JSON vs. XML for configuration files?

One of the topics we’re discussing in Thunderbird dev land involves how to distribute configuration files for Thunderbird, so that if you’re part of a group (users of large ISPs, enterprise users, gmail users, whatever), that the “right” default configuration can be picked up as automagically as possible.

There’s lots behind that effort, but there’s one point of debate which I thought I’d throw out here explicitly to get input from people outside the Thunderbird community. Thunderbird can easily support either an XML dialect, or JSON files. There’s a feeling that the formats are isomorphic, and that figuring out which syntax ends up being a tooling issue, in particular for unknown third parties who might want to also implement parsing of these files. Some people believe that XML, being more mature, is more likely to be parseable by various software packages “out there”. Others believe that JSON is a better fit, because it’s lighter weight, more mashable, etc.

Are there good best practices that people have developed as to when to use which markup language?

Comments here, please. Keep it civil and constructive, please!

26 thoughts on “JSON vs. XML for configuration files?”

  1. I’ve usually used JSON when the config file is more ad-hoc; a collection of essentially arbitrary key/value pairs, for example. For me, the overhead of XML is only worth dealing with if you’ve got a more heavy-weight, structured set of data. Then, the ability to validate the XML config is super-handy. In those cases I’ll write a schema so that configs can be validated; the lack of schema support for JSON means it’s not feasible there.

  2. I personally prefer XML.
    On the negative side, it is very verbose compared to JSON, and also more time-consuming to parse.
    On the positive side, it is a more robust and extensible language, and it has a little more support through applications and programming libraries.
    Another important point favoring XML is that it was designed and has always been used as a data representation format. JSON is based on Javascript, which was initially meant for web scripting. The point I’m making here is that JSON introduces security concerns to those who choose to use it. Third parties (or maybe even Thunderbird) could handle these files incorrectly, allowing code execution to be possible if malicious files find their way to a user’s profile. It’s a stretch, but it’s something that may bite you in the future, so why risk it?

  3. If there are compelling use cases where the data is consumed in a browser, then JSON is probably preferable (since, XML parsing is still consumed with cross-browser quirks like entity support, etc).

    XML is more easily extended, since alternate namespaces, etc. give a lot of opportunities to add in extensions within elements.

    Those are the two issues that have most often moved us in one direction or another.

  4. XML. Validating your data is your friend.
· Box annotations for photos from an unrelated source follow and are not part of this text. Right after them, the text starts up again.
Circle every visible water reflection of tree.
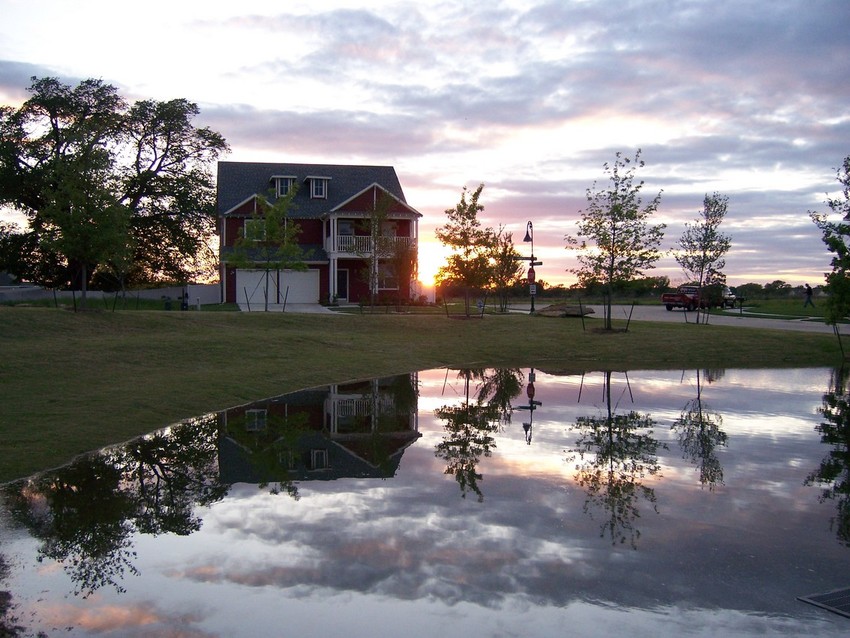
[671,370,728,490]
[434,369,522,501]
[3,417,228,597]
[0,554,30,638]
[804,367,850,546]
[568,372,664,548]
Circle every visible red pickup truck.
[661,286,735,310]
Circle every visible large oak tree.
[0,78,228,294]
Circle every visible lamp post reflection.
[517,370,543,445]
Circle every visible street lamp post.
[523,221,543,314]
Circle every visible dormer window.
[272,175,295,197]
[307,175,331,199]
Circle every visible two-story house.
[217,162,421,304]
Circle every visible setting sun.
[419,237,451,286]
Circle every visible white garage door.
[236,270,319,306]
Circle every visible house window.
[378,263,398,290]
[310,450,331,470]
[245,410,268,432]
[307,177,330,199]
[274,175,295,197]
[244,219,266,241]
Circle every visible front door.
[336,268,348,303]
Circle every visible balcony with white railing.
[336,235,413,255]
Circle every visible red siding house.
[218,162,422,305]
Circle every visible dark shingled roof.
[217,162,407,219]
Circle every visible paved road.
[548,304,850,335]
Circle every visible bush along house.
[217,162,421,307]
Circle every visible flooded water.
[0,368,850,638]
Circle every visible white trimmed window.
[274,175,295,197]
[307,175,330,199]
[378,262,398,290]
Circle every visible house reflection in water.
[219,373,421,484]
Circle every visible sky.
[0,0,850,286]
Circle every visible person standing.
[803,284,815,308]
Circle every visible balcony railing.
[336,235,413,255]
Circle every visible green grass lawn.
[0,306,841,482]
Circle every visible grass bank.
[0,307,840,482]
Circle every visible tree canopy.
[809,155,850,325]
[435,184,496,315]
[674,193,732,286]
[0,77,228,286]
[565,150,666,330]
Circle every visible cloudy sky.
[0,0,850,285]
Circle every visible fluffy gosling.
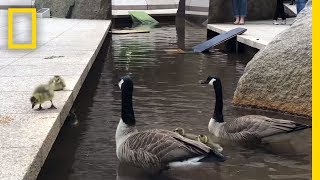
[30,84,57,111]
[48,76,66,91]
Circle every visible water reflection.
[38,22,311,180]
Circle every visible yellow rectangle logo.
[8,8,37,49]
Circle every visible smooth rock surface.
[233,4,312,116]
There are some efforts to define schema for JSON but why bother waiting when XML has it and has great support in EVERY language. Plus, JavaScript has E4X and so the base implementation language has fantastic XML support. It’s a no brainer.

  5. If CPU, storage, and bandwidth are infinite then XML wins out due to an already existing mechanism for defining structure. As soon as any of those three becomes an issue, it’s time to determine if it’s worth creating a mechanism for defining JSON structure.

  6. Saying that because JavaScript has E4X Javascript has “fantastic language support” for XML is wrong. I have nothing against the idea, and I think eventually it’ll happen, but E4X is the wrong way to do it. For a time I fixed E4X bugs in SpiderMonkey, Mozilla’s JS engine, and half the pain involved in doing so was discovering and documenting specification bugs. E4X is not the right way to do XML in JS.

    Back on topic, Thunderbird’s not going to run its files against a schema on every startup, so the ability to create schemas (which then have to be updated as the format changes, don’t forget!) for your XML is pointless. Stick with JSON, a slightly smaller format, and run with it. But really, it doesn’t matter which you use as long as you don’t spend much time thinking about the choice.

  7. XML for the win!

    Not being able to validate is a Bad Thing ™. And XML’s validation stuff is as robust as you can want. Especially when you’re dealing with a standard that can have arbitrary extensions.

    This is the Internet after all – you can’t get much more arbitrary than that 😉

  8. It’s pretty hard to make a config file readable for people who aren’t developing the product when it’s in JSON.

    If the config is never updated by hand for any reason then it’s fine, then you’re just persisting the config data. But if people are expected to read it and edit you’re not gonna make it readable in JSON.

    Not to mention I don’t know of a JSON serializer that does “pretty printing” like most XML libraries do. Having the config be one giant JSON object on a single line would be a real pain to work with by hand.

  9. Why not something more rigid like SQLite + a lightweight XUL editor? It’s more structured than XML, is portable/compact, and has great access speeds.

    Otherwise, XML is more well known (and is nominally more accessible) from most languages and environments. Web devs know JSON, but everyone else knows a bit of XML in one way or another.

  10. I go for XML too. A lot of companies hasn’t even heard about JSON. Almost everybody knows XML and generating a XML file should be no problem for both most developers and most systems.

    I also think it’s very important that such features like multiple identities, signatures etc are supported in these config files.

  11. If we want to make Thunderbird a robust product, then validation of the config file is a must. Hence XML.

    JSON may be lighter, but Thunderbird will anyway have an XML parser within…

  12. I think JSON is much more readable due to less verbosity. It also makes values typed, which can make it easier to understand and makes it stricter in some ways than XML.

    That said, XML would be nice if you expect the format to have many overlapping extensions (namespaces) and I think you can’t go wrong with either, but I definitely think JSON is the cleaner choice.

  13. JSON is cool when you have JavaScript… But if the goal is to open up the config files to 3rd-parties, then parsing a trivial XML file and handling the config data inside does not require a full-blown browser-like environment.
    It’s furthermore easier, IMHO, to make typos in JSON than in a well-designed trivial XML file.
    While we’re here, I’d like to remain the readers that the original format of preference files of netscape/mozilla is also simple, fine for 3rd-parties, fine for JS:

    user-pref(“bla.foo.bar”, true);

    Isn’t it ?

  14. Don’t have an opinion between XML and JSON.

    However, I’m more interested in support for ACAP:

    http://en.wikipedia.org/wiki/Application_Configuration_Access_Protocol

    I used to use the Mulberry email client. This was unpleasant to use in many ways, but its strongest point was that any computer (at our organisation, my home, a colleague’s home, etc) could be used to log in to my email account with just my username and password and every single setting/config was instantly there, to the point that the window would resize to how I normally use it.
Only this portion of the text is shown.